L’apparition de PROUSTITES à l’horizon littéraire saturé de recherches académiques sur Proust, de Société des Amis de Proust, de Proustian scholars, est-elle tombée comme un cheveu sur la soupe, ou plutôt comme la manifestation d’une forme d’opportunisme commercial ? Mais non. Chaque grand homme qui a fait école se voit imité, répété. PROUSTITES, pastiche ou subtile variation onirique sur certains thèmes proustiens privilégiés–les jeux de mots et les sous-entendus glissant de la grand-mère à Mémé–est-elle une excroissance de l’école Proust, si école il y a ? C’est une nouvelle branche au tronc de l’arbre, prouvant combien il est vivant, un hommage de plus au bien-aimé, coup de chapeau à l’idole, a brain-teaser. On n’émule, n’imite que ce qu’on adore. Voilà peut-être l’amorce d’un nouveau genre littéraire peut-être, comme le Mittérandisme, oui, le proustisme. (le suffixe “isme”est mélioratif, rimant avec purisme, Gaullisme, pluralisme, socialisme, communisme, fascisme, idéalisme). Tout idéalisme a droit de cité dans notre société démocratique, pas besoin d’intellectuels pour nous le dire, nous le savions déjà).

Parmi les commentaires sur PROUSTITES, retenons ce qu’en dit Pierre-Louis Rey dans Le Magazine Littéraire :“Proust rend fou. On s’en persuadera à lire Proustites dans lequel “ma grand-mère revient comme une obsession…associé(e) au fil d’un étrange délire verbal… Fantasme, divagation… extraordinaire prolifération de bizarreries nées du cerveau d’un amoureux de la RECHERCHE.” Est-ce à dire que Jacques Géraud, suivi de près de Xavier Brière, serait un obsessionnel? Dire que “Proust rend fou” est une défense un peu faible pour qui commettrait un crime, fut-il passionnel. S’agirait-il ici du crime littéraire euphémiquement nommé “pastiche”, pour l’innocenter, mais qui ne serait en fait autre que vulgaire plagiat ? Proust lui-même nous a enseigné qu’il ne faut pas chercher à” imiter” les grandes œuvres, mais qu’elles doivent susciter en nous le désir de faire sa propre découverte, de trouver sa propre voix (voie). Proust avait déjà dit TOUT ce qu’il avait à dire sur la grand-mère, sur Mémé. L’ellipse, la litote font également partie de son style, mais d’un style qu’ un critique américain a qualifié de “too much of muchness”. Au risque de passer pour un béotien, on se demande si un “encore” à ce “muchness” n’est pas légèrement superflu… mais de ce superflu, qui, comme le luxe, nous est nécessaire.

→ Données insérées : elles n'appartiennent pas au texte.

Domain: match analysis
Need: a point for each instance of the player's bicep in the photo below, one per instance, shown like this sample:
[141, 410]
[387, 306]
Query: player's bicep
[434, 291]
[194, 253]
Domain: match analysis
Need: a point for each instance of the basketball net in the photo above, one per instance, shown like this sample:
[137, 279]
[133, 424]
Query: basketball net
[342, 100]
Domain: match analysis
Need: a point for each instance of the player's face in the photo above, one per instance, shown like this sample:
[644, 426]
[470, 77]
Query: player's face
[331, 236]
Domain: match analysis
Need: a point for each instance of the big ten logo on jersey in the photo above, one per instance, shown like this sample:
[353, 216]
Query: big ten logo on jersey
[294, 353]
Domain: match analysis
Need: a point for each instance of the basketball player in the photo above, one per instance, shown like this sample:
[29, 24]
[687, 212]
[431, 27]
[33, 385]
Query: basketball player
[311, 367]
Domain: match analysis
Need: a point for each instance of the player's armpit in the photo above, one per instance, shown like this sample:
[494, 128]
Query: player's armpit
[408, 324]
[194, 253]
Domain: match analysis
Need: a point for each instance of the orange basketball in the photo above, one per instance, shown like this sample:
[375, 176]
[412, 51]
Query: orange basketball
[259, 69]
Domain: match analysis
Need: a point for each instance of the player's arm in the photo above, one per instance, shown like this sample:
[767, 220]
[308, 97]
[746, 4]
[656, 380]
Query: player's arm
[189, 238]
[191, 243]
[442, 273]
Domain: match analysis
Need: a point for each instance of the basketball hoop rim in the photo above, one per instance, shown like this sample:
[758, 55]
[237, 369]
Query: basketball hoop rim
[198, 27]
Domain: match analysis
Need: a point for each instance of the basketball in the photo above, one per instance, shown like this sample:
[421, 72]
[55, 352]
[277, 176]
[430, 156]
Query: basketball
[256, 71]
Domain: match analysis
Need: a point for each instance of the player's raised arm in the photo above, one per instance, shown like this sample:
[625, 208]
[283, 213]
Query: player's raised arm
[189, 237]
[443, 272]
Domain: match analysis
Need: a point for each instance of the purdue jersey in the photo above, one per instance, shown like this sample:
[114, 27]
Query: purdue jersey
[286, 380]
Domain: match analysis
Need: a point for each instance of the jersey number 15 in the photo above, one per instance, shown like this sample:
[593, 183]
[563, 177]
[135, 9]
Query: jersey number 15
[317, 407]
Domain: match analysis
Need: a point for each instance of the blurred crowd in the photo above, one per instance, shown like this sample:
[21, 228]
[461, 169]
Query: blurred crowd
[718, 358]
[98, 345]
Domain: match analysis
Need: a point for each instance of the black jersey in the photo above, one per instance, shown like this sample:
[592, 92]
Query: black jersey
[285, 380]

La soirée Xavier Brière au FLORENCE GOULD AUDITORIUM fut merveilleuse, comme d’ailleurs tout ce que l’on a le bonheur de voir, de vivre, dans cette espèce de temple de la Francophilie à New York. Cet excellent acteur nous a tenu en suspens d’un geste, au détour d’une pose, à travers une de ses inquiétantes expressions–regards traversé de nuages, visage-écran qu’on aurait voulu peindre : dans certaines de ses envolées figées, il semblait poser pour la fresque d’un artiste pas encore né–le temps perdu rejoignant alors d’un bond le temps a venir. C’est alors qu’il n’imitait plus Proust, que “Proustites” diminuaient jusqu’à disparaitre, et que surgissait sur scène, tel le retour du refoulé sur la scène freudienne, le véritable Xavier Brière, agile à soudain fuir de l’avant-scène, comme loin des regards. C’est alors qu’il attirait magiquement vers lui nos soifs d’illusions et de désastres, illusions qui seules nous permettent d’aliéner la routine et le désespoir. Un public hypnotisé par Proustite, insolite.